In amore, poi, la categoria delle dita puntate in servizio permanente è davvero terribile. Sono gli specializzati nell’instillare sensi di colpa proprio in chi sostengono di amare. Quelli che fanno leva sull’affetto, su un presunto e forse male inteso Amore come Entità Superiore, per il quale tu non sei tu: sei la mia proiezione. Sei quello che io ho sempre pensato che tu fossi, o almeno, che saresti diventato. Sicuri che questo sia Amore? O è un gigantesco equivoco, peraltro ricorrente?
Sono gli specializzati nell’instillare sensi di colpa proprio in chi sostengono di amare. Quelli che fanno leva sull’affetto, su un presunto e forse male inteso Amore
Pensavo che col tempo saresti cresciuto
Scusa, ma chi te lo ha mai detto che io volevo crescere, o almeno nel senso e nel modo che intendi tu?
L’Amore fa crescere, basta quello. Almeno a quelli non egoisti o non eterni Peter Pan…
E la libertà? E l’essere se stessi? No. Sei anche libero/a di fare come preferisci; che, per inciso, è il modo più congeniale al tuo modo di essere e quindi quello che ti fa star meglio. Ma se lo fai, io mi addoloro perché non ho il totale controllo della tua vita, perché, semplicemente, devo accettarti come sei e non come fa comodo a me che tu sia: e allora sei senza cuore.
Mi fai star male e te ne freghi. È quella la linea sottile del ricatto silenzioso, del senso di colpa agitato: non la minaccia di una qualche rappresaglia, ma il carico del dolore causato per il solo fatto di essere se stessi.
Si, questa è la categoria di dita puntate decisamente più antipatica. Quelli che usano la leva dell’Amore per imprigionare invece che per far vivere l’altra persona; quelli che del proprio, presunto Amore fanno un ricatto morale e non un mezzo per rendere felice l’altro.
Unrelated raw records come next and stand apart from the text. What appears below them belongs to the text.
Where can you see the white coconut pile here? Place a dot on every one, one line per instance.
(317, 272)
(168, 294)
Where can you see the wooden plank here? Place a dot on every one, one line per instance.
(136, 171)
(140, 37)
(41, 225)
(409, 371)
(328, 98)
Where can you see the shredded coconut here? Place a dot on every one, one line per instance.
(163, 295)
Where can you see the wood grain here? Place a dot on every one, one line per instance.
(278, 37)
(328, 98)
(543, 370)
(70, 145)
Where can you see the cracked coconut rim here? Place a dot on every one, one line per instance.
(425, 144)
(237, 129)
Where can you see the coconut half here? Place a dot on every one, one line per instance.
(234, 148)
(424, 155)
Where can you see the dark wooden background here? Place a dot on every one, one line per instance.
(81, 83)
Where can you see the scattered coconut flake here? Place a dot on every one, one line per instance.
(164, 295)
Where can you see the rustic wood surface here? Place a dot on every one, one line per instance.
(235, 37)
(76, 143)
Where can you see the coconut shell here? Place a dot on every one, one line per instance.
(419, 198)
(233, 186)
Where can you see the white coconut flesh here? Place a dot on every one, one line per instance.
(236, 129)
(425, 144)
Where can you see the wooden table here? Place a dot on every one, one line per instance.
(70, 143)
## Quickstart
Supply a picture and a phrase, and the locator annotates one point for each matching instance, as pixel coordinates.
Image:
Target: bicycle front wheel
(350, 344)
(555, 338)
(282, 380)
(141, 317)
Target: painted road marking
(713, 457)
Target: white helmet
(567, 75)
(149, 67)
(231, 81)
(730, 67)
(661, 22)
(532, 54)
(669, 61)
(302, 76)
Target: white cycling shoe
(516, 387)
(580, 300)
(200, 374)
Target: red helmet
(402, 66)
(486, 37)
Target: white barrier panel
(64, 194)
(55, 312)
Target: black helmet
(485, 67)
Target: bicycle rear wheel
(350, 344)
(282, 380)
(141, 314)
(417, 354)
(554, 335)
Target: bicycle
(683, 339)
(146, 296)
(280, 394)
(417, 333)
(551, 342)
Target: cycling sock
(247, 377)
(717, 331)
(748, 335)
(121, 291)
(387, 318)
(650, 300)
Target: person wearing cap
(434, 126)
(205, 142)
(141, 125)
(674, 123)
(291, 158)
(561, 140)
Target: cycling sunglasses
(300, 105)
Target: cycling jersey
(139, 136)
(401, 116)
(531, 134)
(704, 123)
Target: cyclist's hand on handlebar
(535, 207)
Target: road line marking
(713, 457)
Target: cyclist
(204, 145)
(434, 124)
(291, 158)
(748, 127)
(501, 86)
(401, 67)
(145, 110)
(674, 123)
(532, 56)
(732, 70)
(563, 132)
Tagliatevelo sto’ dito, suvvia, se non siete capaci di amare e voler bene senza imporre i vostri modelli e la vostra visione delle cose. Amare vuol dire prima di ogni altra cosa accettare profondamente l’altro e volerlo far respirare di ossigeno, cielo, Vita; non soffocarlo in ragione del vostro Amore non sano. Amare vuol dire esaltare lo spirito vitale dell’altro, supportarlo nei suoi talenti, aiutarlo a sviluppare il suo potenziale; non reprimerlo o gettare acqua gelida sulla sua fiamma vitale per tenere tutto sotto un ipotetico controllo.
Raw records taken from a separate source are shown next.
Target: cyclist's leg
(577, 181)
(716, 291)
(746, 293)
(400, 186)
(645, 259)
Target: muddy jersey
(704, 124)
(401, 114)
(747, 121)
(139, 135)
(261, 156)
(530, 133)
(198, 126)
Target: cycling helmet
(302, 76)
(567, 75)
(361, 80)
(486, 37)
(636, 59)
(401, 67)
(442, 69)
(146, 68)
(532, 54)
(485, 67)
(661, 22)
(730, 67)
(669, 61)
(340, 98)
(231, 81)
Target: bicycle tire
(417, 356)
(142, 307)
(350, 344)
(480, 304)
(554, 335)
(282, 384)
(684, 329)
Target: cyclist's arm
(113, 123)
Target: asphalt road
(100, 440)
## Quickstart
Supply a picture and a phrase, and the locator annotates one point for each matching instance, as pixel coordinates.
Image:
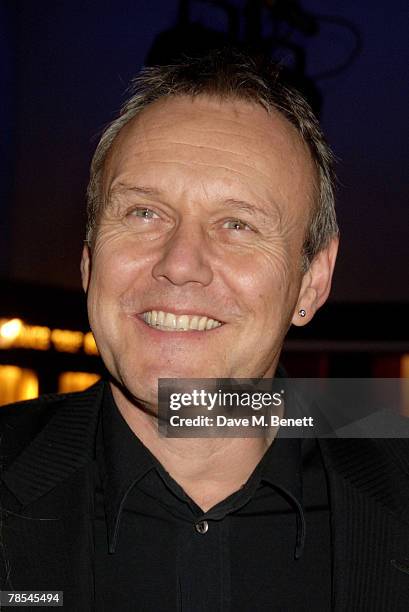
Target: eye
(143, 213)
(236, 224)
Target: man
(211, 230)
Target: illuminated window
(76, 381)
(17, 384)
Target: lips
(168, 321)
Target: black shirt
(265, 547)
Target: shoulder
(21, 422)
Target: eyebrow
(229, 202)
(139, 190)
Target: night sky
(64, 69)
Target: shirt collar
(123, 460)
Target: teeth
(202, 323)
(171, 322)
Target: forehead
(207, 141)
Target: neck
(208, 469)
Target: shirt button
(202, 526)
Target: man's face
(207, 208)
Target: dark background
(65, 66)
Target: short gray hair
(229, 74)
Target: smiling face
(207, 205)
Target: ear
(316, 283)
(85, 266)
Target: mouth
(168, 321)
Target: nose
(185, 257)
Amare vuol dire esaltare lo spirito vitale dell’altro, supportarlo nei suoi talenti, aiutarlo a sviluppare il suo potenziale; non reprimerlo o gettare acqua gelida sulla sua fiamma vitale per tenere tutto sotto un ipotetico controllo.
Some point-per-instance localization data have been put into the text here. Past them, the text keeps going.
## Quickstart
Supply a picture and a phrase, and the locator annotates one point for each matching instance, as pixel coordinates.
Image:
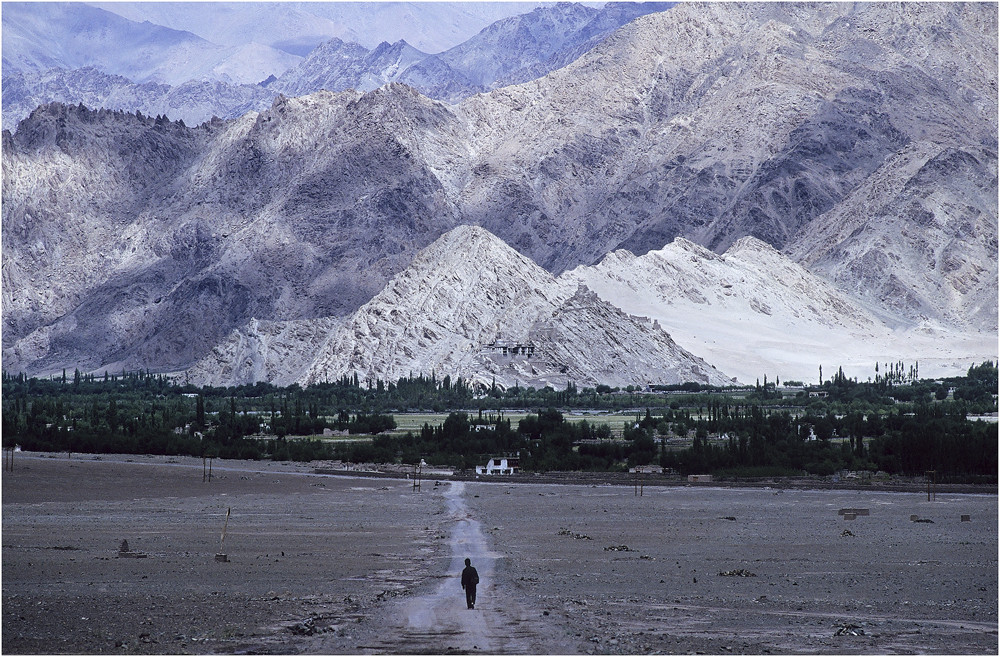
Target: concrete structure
(500, 466)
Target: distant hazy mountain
(858, 139)
(511, 50)
(37, 71)
(38, 36)
(192, 102)
(298, 27)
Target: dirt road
(436, 620)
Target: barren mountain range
(858, 141)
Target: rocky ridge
(122, 233)
(467, 306)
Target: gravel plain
(343, 564)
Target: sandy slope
(348, 565)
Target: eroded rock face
(467, 306)
(860, 140)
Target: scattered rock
(849, 629)
(579, 537)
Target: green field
(414, 421)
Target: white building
(503, 465)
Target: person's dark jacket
(469, 577)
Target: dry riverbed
(347, 565)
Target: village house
(500, 466)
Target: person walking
(469, 580)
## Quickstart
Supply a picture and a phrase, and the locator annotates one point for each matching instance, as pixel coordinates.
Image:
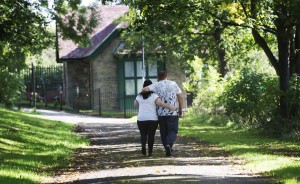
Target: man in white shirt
(169, 92)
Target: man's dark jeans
(147, 130)
(168, 129)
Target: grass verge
(277, 158)
(30, 147)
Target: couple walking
(157, 105)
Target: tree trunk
(221, 52)
(297, 49)
(283, 58)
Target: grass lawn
(31, 147)
(278, 158)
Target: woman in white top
(147, 119)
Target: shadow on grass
(30, 147)
(13, 180)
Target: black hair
(146, 95)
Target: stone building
(99, 76)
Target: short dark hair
(162, 75)
(147, 83)
(145, 95)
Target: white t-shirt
(167, 91)
(147, 108)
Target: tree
(24, 31)
(273, 21)
(193, 22)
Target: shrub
(251, 99)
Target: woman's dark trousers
(147, 132)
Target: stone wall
(105, 77)
(77, 75)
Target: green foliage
(31, 148)
(11, 88)
(277, 158)
(208, 85)
(250, 98)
Certo, accettare non significa passività; chi ama deve sapere incidere nella vita della persona amata. Se necessario, sapergli tenere testa, scontrarsi, aprirgli gli occhi anche quando l’altro si rifiuta di vedere. Amare significa dire la Verità anche scomoda, piuttosto che una dolce menzogna, o una comoda omissione. Ma in nessun caso può presupporre il rifiuto dell’essenza dell’altro. In nessun caso può tradursi nella pretesa che la propria felicità passi attraverso l’infelicità dell’altro, perché lo si vuole obbligare a indossare un vestito che non è il suo. Questo o non è Amore, o è Amore non sano. E non va bene. Specialmente se la persona “amata” non ha piena consapevolezza e si lascia ingabbiare in invalidanti dinamiche di colpe: essere se stessi non è mai una colpa, semmai lo è non voler crescere, non volersi evolvere, fuggire, essere egoisti. Tuttavia, sempre rimanendo se stessi. Altrimenti… ha sempre ragione lui, il mai abbastanza compianto Massimo Troisi: pensavo fosse amore e invece era un calesse. E allora meglio soli e pazzi.